We recently performed a similar study with the HIV-1 protease.51 HIV-1 and HCV share some characteristics, being both RNA viruses and producing persistent infections in humans. Consequently, we have found some common traits between these proteases. First, every quasispecies displayed a large number of fitness optima or peaks, suggesting that protease quasispecies complexity does not exclusively depend on the enzyme catalytic efficiency. Second, phylogenetic–fitness maps were rugged.

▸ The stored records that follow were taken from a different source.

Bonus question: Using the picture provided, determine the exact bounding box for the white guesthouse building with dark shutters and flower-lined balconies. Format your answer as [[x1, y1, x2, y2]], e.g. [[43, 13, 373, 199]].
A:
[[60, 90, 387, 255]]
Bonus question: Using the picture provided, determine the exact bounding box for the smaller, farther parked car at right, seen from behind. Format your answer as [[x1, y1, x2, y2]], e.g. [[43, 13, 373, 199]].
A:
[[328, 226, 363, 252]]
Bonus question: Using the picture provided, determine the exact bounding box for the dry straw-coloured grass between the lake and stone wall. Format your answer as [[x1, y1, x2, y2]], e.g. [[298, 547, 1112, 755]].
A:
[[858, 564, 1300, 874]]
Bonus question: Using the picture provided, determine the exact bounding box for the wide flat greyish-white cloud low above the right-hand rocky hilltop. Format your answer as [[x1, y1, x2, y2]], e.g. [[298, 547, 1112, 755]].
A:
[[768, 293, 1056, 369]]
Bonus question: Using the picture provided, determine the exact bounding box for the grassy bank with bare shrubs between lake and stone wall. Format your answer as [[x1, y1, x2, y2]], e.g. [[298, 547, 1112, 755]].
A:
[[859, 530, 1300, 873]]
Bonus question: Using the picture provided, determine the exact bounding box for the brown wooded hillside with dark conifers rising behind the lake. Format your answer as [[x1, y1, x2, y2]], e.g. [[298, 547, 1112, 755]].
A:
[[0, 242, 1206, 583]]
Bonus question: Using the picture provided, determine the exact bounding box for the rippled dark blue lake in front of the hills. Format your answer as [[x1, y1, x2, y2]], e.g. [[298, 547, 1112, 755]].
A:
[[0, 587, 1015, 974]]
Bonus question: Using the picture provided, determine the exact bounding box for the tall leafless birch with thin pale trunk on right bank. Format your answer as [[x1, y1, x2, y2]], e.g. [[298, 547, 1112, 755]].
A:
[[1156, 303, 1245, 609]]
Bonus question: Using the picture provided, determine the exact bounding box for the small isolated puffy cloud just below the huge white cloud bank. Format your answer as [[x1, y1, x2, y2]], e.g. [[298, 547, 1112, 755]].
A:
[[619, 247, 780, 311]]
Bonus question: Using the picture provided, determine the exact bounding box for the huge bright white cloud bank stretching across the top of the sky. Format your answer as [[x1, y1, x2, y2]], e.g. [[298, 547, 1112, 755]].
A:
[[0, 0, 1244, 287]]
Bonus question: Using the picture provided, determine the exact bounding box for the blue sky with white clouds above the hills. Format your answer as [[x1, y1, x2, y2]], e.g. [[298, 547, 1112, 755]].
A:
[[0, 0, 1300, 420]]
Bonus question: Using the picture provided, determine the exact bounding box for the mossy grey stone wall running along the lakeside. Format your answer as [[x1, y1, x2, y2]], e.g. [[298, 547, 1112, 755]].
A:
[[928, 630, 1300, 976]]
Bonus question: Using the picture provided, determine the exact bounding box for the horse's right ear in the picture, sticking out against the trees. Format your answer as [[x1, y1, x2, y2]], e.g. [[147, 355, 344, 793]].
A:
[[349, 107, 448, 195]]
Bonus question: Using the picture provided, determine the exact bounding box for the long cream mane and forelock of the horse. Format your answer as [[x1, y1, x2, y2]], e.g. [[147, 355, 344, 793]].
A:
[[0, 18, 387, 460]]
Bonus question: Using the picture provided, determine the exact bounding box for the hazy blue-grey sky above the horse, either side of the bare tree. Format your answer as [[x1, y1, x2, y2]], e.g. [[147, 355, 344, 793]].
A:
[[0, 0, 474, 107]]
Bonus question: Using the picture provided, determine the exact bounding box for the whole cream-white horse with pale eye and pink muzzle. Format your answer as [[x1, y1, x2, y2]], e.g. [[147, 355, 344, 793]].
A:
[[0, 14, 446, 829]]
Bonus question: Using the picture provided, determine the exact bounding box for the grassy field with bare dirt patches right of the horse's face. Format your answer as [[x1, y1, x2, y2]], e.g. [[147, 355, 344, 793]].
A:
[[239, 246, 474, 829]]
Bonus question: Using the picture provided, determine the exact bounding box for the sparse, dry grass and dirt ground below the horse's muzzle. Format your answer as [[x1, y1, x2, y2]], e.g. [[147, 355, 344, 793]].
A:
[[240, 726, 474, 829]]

The adaptive peak of the master protease was surrounded by other adaptive peaks formed by related minority variants, indicating that the master sequence may walk through the quasispecies fitness landscape by single mutational steps without being trapped at suboptimal alleles.52 Third, although the analyzed quasispecies shared some traits such as the presence of several fitness optima, differing nucleotide heterogeneity and diversification were detected between different quasispecies, reflecting that different selective forces were acting on different infected individuals.

To understand the HCV interaction with its host, protease landscape maps in which genetic information is associated with enzyme activities should provide clues to explain adaptive mechanisms during the complex processes of genetic drift and selective pressures exerted by the host immune system or antiviral therapy.